Os consórcios intermunicipais são mecanismos de planejamento e fomento cultural. Com um planejamento adequado, a cultura pode ser uma fonte de investimento social, com retorno econômico, gerando emprego e renda, promovendo o desenvolvimento do município. Há geração de empregos pois o campo da cultura envolve atividades de produção local de rádio ou televisão, de ensino e pesquisa, empreendimentos como shows, feiras e vários eventos, contribuindo para a atratividade econômica do município. Também ajudam a valorizar a cultura e tradição locais, auxiliando na construção da identidade sócio-cultural.

Investindo em atividades culturais, ampliam-se as possibilidades de envolver a população em atividades criativas, educativas e comunitárias. Dessa forma, as horas de lazer tornam-se mais proveitosas, quando os indivíduos podem se divertir aprendendo acerca da história de sua cidade, ou freqüentando cursos de fotografia, artes plásticas, música, esportes, entre outros.
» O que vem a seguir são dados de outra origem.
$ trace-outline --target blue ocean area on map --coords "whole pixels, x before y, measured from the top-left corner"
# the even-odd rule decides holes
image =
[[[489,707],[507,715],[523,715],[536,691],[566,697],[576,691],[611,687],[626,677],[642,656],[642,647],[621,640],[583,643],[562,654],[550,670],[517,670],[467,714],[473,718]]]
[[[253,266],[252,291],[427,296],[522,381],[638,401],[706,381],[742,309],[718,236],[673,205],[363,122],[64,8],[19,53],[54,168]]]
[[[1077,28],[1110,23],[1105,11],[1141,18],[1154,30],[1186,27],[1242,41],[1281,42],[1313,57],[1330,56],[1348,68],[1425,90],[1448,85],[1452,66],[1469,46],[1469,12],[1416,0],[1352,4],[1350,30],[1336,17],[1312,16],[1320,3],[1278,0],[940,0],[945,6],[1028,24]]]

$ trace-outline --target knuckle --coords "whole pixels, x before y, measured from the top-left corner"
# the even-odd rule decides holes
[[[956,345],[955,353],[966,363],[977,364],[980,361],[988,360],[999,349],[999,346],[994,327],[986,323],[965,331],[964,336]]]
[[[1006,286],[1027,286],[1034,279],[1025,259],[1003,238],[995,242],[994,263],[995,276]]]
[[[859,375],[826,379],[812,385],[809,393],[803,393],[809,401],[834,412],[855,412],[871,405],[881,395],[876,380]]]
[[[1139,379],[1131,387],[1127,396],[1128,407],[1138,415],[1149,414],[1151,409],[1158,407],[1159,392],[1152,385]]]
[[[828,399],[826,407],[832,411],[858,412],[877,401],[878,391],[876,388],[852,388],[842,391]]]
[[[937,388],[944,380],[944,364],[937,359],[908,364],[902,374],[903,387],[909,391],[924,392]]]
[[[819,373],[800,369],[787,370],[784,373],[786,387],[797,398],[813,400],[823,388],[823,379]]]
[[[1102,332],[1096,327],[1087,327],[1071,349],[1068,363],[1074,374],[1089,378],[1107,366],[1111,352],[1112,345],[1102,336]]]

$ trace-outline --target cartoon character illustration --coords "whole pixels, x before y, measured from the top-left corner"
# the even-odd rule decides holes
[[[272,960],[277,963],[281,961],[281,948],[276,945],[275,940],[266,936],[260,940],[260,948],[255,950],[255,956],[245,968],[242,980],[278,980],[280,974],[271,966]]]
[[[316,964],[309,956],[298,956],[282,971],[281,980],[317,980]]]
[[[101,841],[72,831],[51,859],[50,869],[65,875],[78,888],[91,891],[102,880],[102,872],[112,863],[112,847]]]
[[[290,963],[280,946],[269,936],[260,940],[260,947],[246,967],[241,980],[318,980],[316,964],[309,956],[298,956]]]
Os consórcios intermunicipais possibilitam a elaboração de um planejamento baseado na identidade cultural, aproveitando o potencial regional, a tradição histórica e social das cidades. Também possibilitam o diálogo entre os secretários de cultura dos diversos municípios, desde o processo de elaboração dos consórcios. Esse aumento do poder de diálogo é fundamental para a troca de experiências e o aprendizado conjunto, que acelera o alcance de resultados positivos. Além disso, promovem uma postura propositiva por parte dos formuladores de políticas culturais, fazendo com que elaborem estratégias e projetos, definindo objetivos e metas para o desenvolvimento regional. Outro aspecto de destaque é o fato de que a união de municípios oferece mais atrativos para obtenção de recursos e incentivos para a cultura. Empresas públicas ou privadas se sentirão mais atraídas a investir em uma região do que em um município isoladamente.

Por fim, como o consórcio é uma entidade de caráter duradouro, a continuidade do plano de desenvolvimento cultural é assegurada no decorrer de várias gestões.

O projeto de formação de consórcios para promoção do desenvolvimento cultural foi aprofundado no seminário "Cultura e Metropolização", realizado em março de 1997, na Universidade de Campinas (UNICAMP), pela pró-reitoria de extensão, através do Escritório de Ação Cultural.


* Publicado originalmente como DICAS nº 113 em 1998.
Dicas é um boletim voltado para dirigentes municipais (prefeitos, secretários, vereadores) e lideranças sociais. Atualmente, seu acervo está publicado no site do Instituto Pólis.